There are multiple questions about "how to" call C C++ code from Python. But I would like to understand what exactly happens when this is done and what are the performance concerns. What is the theory underneath? Some questions I hope to get answered by understanding the principle are:
When considering data (especially large data) being processed (e.g. 2GB) which needs to be passed from python to C / C++ and then back. How are the data transferred from python to C when function is called? How is the result transferred back after function ends? Is everything done in memory or are UNIX/TCP sockets or files used to transfer the data? Is there some translation and copying done (e.g. to convert data types), do I need 2GB memory for holding data in python and additional +-2GB memory to have a C version of the data that is passed to C function?
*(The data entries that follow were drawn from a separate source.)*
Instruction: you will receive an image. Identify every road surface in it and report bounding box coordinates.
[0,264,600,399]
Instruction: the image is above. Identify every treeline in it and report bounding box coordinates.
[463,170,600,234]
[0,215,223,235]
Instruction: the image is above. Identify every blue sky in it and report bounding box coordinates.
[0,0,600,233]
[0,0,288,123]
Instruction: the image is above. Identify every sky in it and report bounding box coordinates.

Do the C code and Python code run in different processes?
You can call between C, C++, Python, and a bunch of other languages without spawning a separate process or copying much of anything.
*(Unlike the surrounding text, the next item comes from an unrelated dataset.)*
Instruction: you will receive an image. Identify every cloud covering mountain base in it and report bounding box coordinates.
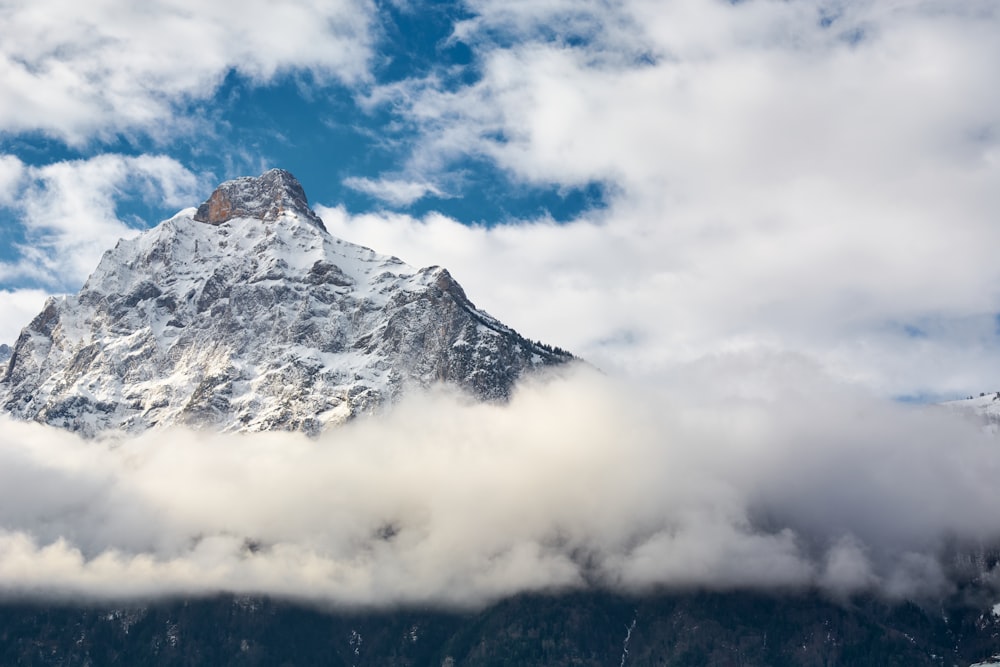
[0,356,1000,606]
In Python basically everything is reference-counted, so if you want to use a Python object in C++ you can simply use the same reference count to manage its lifetime (e.g. to avoid copying it even if Python decides it doesn't need the object anymore). If you want the reverse, you may need to use a C++ std::shared_ptr
or similar to hold your objects in C++, so that Python can also reference them.
In some cases things are even simpler than this, such as if you have a pure function in C or C++ which takes some values from Python and returns a result with no side effects and no storing of the inputs. In such a case, you certainly do not need to copy anything, because you can read the Python values directly and the Python interpreter will not be running while your C or C++ code is running (because they are all in a single thread).
There is an extensive Python (and NumPy, by the way) C API for this, plus the excellent Boost.Python for C++ integration including smart pointers.